Monday, October 16, 2006

Conservative Supreme Court justice Antonin Scalia defends views at annual ACLU meeting

Conservative justice defends views at annual ACLU meeting
By Joan Biskupic, USA TODAY

WASHINGTON — A feisty Justice Antonin Scalia defended his conservative view of a rigid unchanging Constitution at an unusual forum Sunday, the American Civil Liberties Union's annual meeting.

The high court's most outspoken justice, whose views generally put him at odds with the ACLU, scoffed at the notion that the Constitution should adapt to meet the needs of contemporary society.

"If you fall in love with an evolving Constitution," he said, "do not think that it will evolve in only one direction."

He warned ACLU President Nadine Strossen, with whom he shared the stage before an audience of 1,500, that justices could become more conservative in time and interpret the Constitution to retrench on individual liberties. Strossen said that was unlikely and termed the current court quite conservative.

During an hour-long session, Scalia also defended his opinions in favor of public displays of religion and against gay rights.
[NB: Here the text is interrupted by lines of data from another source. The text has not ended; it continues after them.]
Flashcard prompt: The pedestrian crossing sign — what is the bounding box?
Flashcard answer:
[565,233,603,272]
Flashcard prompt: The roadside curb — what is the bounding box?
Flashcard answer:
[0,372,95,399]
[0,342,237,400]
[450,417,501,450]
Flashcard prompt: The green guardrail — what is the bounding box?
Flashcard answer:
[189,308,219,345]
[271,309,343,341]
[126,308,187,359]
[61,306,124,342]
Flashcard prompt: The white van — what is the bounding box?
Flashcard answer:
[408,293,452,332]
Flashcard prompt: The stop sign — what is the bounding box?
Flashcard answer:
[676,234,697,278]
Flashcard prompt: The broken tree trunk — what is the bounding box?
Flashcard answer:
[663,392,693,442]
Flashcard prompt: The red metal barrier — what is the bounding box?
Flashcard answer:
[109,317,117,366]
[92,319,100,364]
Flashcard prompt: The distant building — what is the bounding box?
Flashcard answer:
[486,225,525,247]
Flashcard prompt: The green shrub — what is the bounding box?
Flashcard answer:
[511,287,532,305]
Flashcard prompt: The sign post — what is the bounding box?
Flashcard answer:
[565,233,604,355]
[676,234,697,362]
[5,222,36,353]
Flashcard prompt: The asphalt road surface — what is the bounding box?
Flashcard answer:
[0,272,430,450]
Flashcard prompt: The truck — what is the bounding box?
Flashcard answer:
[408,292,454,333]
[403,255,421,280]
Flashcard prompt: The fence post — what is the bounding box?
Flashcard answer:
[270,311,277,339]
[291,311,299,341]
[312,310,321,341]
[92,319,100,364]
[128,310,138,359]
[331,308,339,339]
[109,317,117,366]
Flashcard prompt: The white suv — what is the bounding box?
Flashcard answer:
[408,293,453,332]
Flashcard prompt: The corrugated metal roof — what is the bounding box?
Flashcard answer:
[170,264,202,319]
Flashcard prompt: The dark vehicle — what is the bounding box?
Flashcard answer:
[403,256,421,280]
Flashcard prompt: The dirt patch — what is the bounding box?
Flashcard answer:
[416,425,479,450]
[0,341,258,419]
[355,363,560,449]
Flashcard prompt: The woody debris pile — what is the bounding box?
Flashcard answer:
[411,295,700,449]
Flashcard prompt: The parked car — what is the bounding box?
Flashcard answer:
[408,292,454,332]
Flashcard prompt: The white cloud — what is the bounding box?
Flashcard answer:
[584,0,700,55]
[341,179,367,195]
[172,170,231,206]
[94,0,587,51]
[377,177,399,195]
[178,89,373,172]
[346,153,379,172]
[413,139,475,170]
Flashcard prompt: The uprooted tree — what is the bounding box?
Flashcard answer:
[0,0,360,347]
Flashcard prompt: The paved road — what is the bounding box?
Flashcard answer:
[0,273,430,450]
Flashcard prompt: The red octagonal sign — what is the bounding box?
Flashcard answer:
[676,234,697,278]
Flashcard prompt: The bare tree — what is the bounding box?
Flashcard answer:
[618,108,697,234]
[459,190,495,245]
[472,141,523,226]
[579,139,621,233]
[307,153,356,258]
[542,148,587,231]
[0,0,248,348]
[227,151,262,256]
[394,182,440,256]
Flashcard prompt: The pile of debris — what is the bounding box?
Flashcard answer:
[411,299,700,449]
On affirmative action in education, he said, "The Constitution very clearly forbids government to discriminate on the basis of race. You cannot use race (for) diversity. That's how I read the Constitution."

Scalia dissented in 2003 when the justices upheld a policy at the University of Michigan law school that favored minority applicants in an effort to boost campus diversity. A new case testing racial-diversity policies in elementary and secondary schools will be heard by the court this fall.

This was Scalia's first appearance at the ACLU's annual meeting. A 1986 Ronald Reagan appointee, Scalia is fond of saying that it is no fun to simply "preach to the choir" and that "part of my charm is telling people what they don't like to hear."

Overall, it was a tame crowd and the session was more conversation than debate.

Scalia, whose "originalist" theory asserts that the Constitution should be interpreted in its 18th-century context, believes in a limited right of privacy. He is against the right to abortion, which was first declared by the Supreme Court in 1973. Such a question, he says, should be up to the people and their elected legislators. "I apply the limitations on American democracy that the American people have adopted," he said. The rights of homosexual people, too, he said, should be left to the people rather than courts.

Scalia has ruled in a handful of cases the ACLU favored, particularly on free speech. In 1989, he voted with a narrow majority to allow flag burning as a form of free expression. "That's how I read the First Amendment," Scalia said, then he quipped, "I don't necessarily like the way I come out in cases."